Today is the day I have been feeling apprehensive about for the last three months.
Twenty-one years ago today was my wedding day, and it started in a hot air balloon. It was my wedding present to my soon-to-be husband.
It was a magical morning. It was dark when we got into the van that took us to the launch site. My fiance helped set-up the balloon and the basket, and just as the sun was coming up, we were aboard the craft and beginning our ascent.
I remember there was mist on the ground, it was cool and so quiet - - except when the pilot filled the balloon with hot air, or was telling us where we were, or what was going to happen.
The chase van picked us up in the middle of a field and took us back to The Boar's Head Inn for champagne. When the pilot learned that we were on our way to get married, he said that we should have told him while we were in flight - - he would have married us. I occasionally wondered what it would have been like to have had him perform the ceremony. Would things have been different?
When we returned to my home to change for the scheduled ceremony, my fiance's mother arrived. I was still upstairs changing when she got there. When I came downstairs I was hoping that my fiance would be surprised and happy when he saw me, but instead there was an awkward introduction to his mother, and then all of his attention focused on her.

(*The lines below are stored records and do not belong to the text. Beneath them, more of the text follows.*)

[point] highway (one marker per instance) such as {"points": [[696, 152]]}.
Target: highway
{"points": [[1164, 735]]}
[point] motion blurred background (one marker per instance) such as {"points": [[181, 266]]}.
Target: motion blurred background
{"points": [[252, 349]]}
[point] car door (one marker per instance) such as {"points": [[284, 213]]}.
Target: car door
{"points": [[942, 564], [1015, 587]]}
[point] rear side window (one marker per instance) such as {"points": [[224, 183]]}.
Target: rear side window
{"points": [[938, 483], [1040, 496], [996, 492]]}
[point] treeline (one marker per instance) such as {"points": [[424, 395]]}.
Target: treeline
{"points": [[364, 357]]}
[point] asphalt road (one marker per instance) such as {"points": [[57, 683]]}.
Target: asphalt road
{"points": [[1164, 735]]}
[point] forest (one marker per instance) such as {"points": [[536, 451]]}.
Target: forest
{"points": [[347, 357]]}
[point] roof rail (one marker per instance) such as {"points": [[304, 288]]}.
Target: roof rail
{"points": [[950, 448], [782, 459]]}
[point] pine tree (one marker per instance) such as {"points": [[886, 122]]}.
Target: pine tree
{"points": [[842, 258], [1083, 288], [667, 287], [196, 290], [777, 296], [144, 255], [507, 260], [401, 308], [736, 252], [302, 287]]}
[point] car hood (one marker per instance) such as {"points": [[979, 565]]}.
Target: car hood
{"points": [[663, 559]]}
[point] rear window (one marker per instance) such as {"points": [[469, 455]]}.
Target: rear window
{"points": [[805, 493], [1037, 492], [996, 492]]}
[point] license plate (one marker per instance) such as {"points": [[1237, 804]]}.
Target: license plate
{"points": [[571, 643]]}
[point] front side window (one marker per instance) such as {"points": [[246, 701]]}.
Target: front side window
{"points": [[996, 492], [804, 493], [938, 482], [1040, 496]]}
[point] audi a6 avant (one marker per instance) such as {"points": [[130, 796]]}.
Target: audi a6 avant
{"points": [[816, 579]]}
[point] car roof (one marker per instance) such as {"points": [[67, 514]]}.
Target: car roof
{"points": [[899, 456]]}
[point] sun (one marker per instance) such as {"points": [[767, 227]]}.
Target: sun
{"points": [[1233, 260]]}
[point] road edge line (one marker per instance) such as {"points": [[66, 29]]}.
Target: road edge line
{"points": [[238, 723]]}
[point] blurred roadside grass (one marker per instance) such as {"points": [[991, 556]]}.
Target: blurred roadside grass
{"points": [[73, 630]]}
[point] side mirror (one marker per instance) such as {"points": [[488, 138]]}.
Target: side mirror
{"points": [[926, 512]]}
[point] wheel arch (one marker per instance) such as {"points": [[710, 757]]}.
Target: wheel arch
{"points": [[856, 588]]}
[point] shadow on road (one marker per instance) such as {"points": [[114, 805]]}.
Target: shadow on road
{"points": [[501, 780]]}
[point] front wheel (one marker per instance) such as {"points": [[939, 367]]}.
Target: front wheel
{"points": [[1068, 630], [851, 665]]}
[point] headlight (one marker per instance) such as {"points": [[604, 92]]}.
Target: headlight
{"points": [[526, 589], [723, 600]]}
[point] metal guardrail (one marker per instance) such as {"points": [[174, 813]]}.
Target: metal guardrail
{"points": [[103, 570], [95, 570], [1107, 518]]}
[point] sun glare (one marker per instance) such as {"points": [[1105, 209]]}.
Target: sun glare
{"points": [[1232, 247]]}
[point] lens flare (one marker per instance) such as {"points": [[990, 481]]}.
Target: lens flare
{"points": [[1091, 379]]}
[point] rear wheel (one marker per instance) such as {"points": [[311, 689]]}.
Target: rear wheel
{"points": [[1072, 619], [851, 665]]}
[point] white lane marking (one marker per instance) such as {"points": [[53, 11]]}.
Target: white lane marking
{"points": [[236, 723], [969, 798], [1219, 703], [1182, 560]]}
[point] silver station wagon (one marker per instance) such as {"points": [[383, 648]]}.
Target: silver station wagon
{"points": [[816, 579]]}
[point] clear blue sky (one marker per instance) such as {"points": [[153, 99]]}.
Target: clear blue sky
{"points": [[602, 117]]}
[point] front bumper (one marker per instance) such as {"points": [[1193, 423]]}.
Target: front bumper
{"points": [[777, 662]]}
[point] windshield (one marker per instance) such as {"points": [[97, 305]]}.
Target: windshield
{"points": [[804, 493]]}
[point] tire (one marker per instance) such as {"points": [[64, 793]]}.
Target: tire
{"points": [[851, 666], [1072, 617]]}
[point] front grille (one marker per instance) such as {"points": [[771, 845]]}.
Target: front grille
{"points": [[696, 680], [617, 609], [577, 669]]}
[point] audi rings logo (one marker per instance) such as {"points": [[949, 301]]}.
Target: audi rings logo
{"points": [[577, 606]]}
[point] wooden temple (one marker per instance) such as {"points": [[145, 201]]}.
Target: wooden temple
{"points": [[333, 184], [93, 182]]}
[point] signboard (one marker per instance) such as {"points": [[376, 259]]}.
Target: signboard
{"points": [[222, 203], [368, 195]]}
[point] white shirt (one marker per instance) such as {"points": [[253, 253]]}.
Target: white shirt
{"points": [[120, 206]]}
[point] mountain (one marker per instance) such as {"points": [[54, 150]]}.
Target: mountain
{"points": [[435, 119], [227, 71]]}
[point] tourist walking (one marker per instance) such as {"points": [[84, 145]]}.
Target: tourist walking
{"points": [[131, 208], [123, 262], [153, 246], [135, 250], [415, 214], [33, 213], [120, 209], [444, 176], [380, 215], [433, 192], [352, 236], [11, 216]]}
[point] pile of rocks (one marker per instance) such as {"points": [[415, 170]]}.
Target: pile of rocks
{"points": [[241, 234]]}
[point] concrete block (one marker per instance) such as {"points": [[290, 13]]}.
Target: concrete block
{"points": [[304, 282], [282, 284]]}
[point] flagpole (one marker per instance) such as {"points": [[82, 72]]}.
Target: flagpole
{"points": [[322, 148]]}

Our ceremony was scheduled to take place in the court house. We parked and walked two blocks to the court house. Instead of walking with me, my fiance and his mother walked together in front of me. I'm not sure why warning bells weren't going off in my head, but I remember feeling very inconsequential on my wedding day.
We decided to have the ceremony outside. It was a beautiful day. The sun was shining, a breeze was blowing, my family was there, and I was getting married.
After a very low key, unceremonious but lovely lunch at The Boar's Head Inn, we kissed everyone goodbye to begin our life together.
Today I've been wondering about "separation etiquette" and what is the proper thing to do when you are still a couple, but living apart. Do you acknowledge special dates, or pretend they don't exist? My husband does the latter and he has done this for every important date for the last nine months. I'm not sure how or why he has turned off all courtesy and emotion, but he has done it with great skill.
I think, whether or not there is any written etiquette regarding this subject, you have to follow your heart and do what you think and feel is right. I can't pretend that this person hasn't been an important part of my life, especially this early in the separation process.